Esse alvoroço a respeito da cena na cama entre dois integrantes do Big Brother Brasil 12 tem trazido alguns aspectos muito perigosos na argumentação.

Acertadamente, vários já criticaram as barbaridades machistas da justificação de um estupro de vulnerável e, mais amplamente, de violência contra as mulheres. Do outro lado, há a alegação de que há racismo na acusação.

Outro ponto deplorável é a condenação prévia, a execração pública de um fato não esclarecido. Houve mesmo estupro?

Os capítulos I (artigos 213 a 216A) e II (artigos 217 a 218B) do Título VI do Código Penal versam sobre os crimes sexuais. Antes de mais nada é preciso que se estabeleça que tenha havido sexo (conjunção carnal) ou ato libidinoso (como manipulação de partes íntimas). O vídeo mostra movimentação sob o edredon, mas isso é apenas sugestivo. Não sabemos o que houve. O acusado diz que houve apenas beijos (visíveis no vídeo) e passada de mão (a depender de onde poderia ser caracterizado ato libidinoso, mas a própria virtual vítima diz que isso foi feito reciprocamente).

Aparentemente não houve violência ou grave ameaça, então o artigo 213 (estupro) não se aplicaria. Não houve aparentemente fraude ou uso proposital de meio que dificultasse ou impedisse a livre manifestação da vontade da vítima, assim, o artigo 215 (violência sexual mediante fraude) também não se aplicaria. Não se trata de assédio sexual por não envolver relações de hierarquia de cargo (artigo 216A). Os artigos 214, 216, 217 estão revogados.

O 218 (corrupção de menores) não é o caso por não se tratar de menor de 14 anos. O 218A não se aplica por não envolver sexo na presença de menor de 14 anos. O 218B (favorecimento de exploração sexual de vulnerável) também não por não ser caso de prostituição, nem de menor de 18 anos.

Restaria o 217A, caso tenha havido sexo ou ato libidinoso não consensual.

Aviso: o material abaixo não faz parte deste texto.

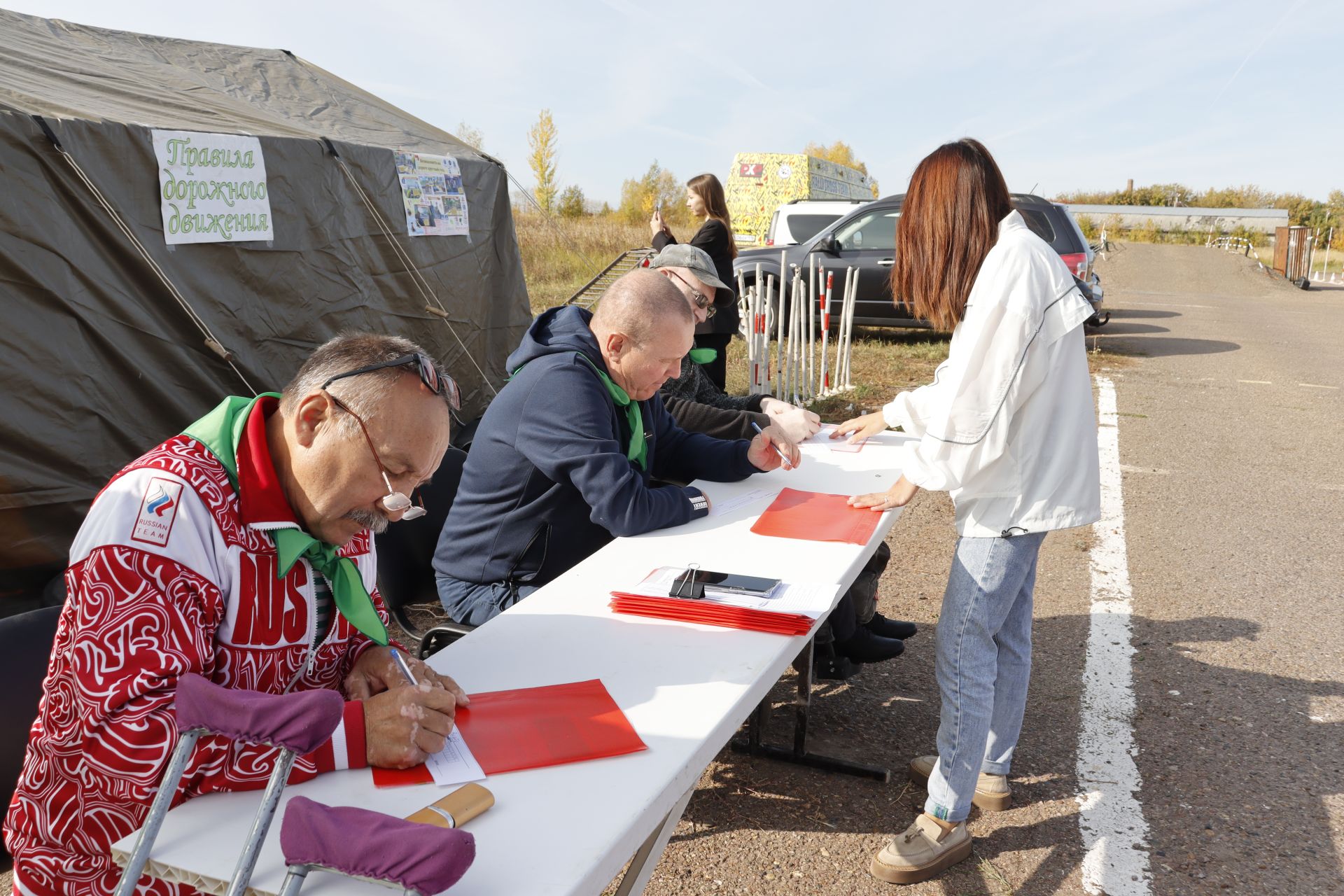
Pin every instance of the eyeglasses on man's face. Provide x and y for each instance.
(394, 501)
(701, 300)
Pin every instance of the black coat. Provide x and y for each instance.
(717, 242)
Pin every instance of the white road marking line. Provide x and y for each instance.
(1110, 817)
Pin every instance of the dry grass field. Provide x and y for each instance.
(885, 360)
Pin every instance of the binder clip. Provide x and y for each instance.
(687, 586)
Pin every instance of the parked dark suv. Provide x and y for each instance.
(866, 239)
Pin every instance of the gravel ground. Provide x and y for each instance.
(1231, 495)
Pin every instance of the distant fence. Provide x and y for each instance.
(1186, 218)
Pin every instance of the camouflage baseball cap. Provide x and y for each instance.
(694, 260)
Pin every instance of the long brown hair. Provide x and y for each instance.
(710, 191)
(948, 225)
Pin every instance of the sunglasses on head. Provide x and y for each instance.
(436, 382)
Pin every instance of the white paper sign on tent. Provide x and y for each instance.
(211, 187)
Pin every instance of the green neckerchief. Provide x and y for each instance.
(220, 431)
(638, 448)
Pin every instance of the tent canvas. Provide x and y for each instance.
(99, 359)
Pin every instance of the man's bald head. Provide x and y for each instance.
(644, 328)
(641, 304)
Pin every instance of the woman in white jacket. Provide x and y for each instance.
(1007, 428)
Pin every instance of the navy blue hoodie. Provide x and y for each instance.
(547, 481)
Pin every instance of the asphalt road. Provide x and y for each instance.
(1231, 424)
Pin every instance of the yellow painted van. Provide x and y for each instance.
(761, 182)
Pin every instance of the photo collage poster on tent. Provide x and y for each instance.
(432, 191)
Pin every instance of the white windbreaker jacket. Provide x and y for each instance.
(1007, 426)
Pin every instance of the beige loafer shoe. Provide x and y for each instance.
(925, 850)
(992, 792)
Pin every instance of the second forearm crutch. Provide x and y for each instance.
(298, 723)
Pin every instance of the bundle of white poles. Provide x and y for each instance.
(806, 365)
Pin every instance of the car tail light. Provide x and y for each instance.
(1077, 262)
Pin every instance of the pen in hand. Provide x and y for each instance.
(777, 449)
(401, 664)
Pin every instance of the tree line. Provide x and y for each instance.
(1301, 210)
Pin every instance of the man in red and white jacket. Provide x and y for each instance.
(176, 570)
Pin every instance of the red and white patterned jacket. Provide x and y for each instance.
(172, 571)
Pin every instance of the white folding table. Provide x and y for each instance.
(686, 690)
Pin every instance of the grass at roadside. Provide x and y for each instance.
(556, 265)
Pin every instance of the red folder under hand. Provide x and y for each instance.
(816, 517)
(533, 729)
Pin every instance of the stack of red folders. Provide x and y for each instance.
(711, 613)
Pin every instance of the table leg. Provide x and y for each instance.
(641, 868)
(800, 755)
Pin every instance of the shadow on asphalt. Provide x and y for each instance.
(1130, 342)
(1225, 764)
(1119, 327)
(1132, 314)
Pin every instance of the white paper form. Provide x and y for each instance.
(838, 445)
(720, 508)
(454, 763)
(812, 599)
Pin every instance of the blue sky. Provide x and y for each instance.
(1068, 96)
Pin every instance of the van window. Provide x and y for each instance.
(1040, 223)
(875, 230)
(804, 227)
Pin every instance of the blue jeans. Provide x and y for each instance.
(984, 664)
(475, 603)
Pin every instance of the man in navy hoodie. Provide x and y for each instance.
(565, 457)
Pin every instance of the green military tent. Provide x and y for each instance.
(112, 340)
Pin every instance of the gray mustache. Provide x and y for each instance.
(375, 523)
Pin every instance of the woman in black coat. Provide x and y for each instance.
(705, 199)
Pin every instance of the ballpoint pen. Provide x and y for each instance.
(777, 449)
(401, 664)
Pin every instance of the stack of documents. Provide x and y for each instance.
(790, 609)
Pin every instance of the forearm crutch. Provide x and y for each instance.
(298, 723)
(368, 846)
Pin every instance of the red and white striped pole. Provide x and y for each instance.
(825, 330)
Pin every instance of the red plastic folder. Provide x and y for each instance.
(711, 613)
(533, 729)
(813, 516)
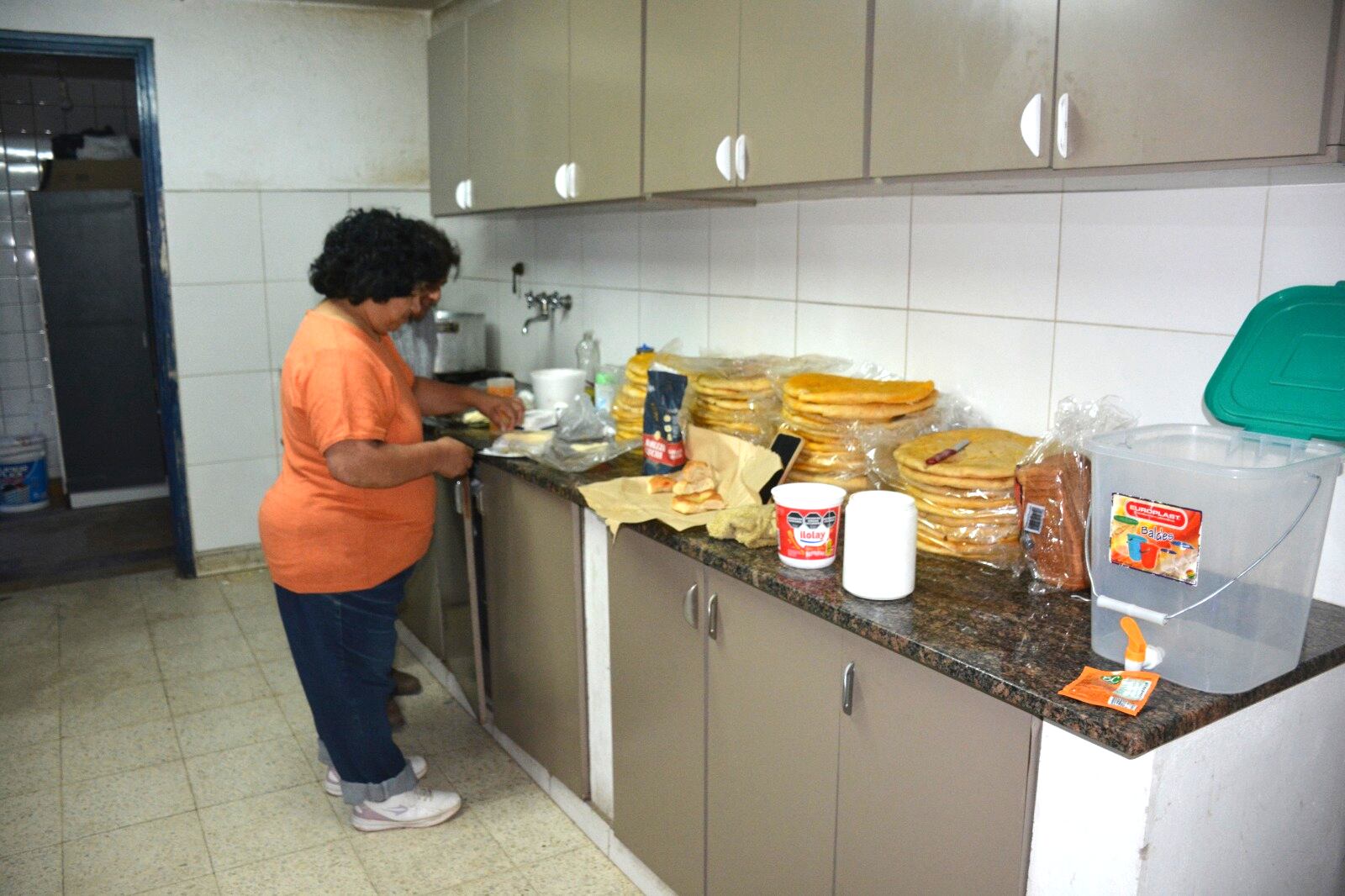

O artigo (estupro de vulnerável) prevê os seguintes casos: sexo com menor de 14 anos (não é o caso), enfermidade (não é o caso), deficiência mental (não é o caso) ou alguma outra causa em que a vítima não possa oferecer resistência - seria o álcool.

Pelos trechos publicados das falas da suposta vítima, se houve sexo, não foi consensual. Porém, mesmo que tenha havido sexo não consensual, pode ser o caso de não se tratar de estupro de vulnerável se o perpetrador do ato também estivesse sob influência alcoólica que houvesse diminuído sua capacidade de discernimento - a menos que o uso do álcool para a facilitação da prática do sexo tivesse sido intencional (o que não é o caso - a bebida foi ingerida durante festa promovida pela produção do programa).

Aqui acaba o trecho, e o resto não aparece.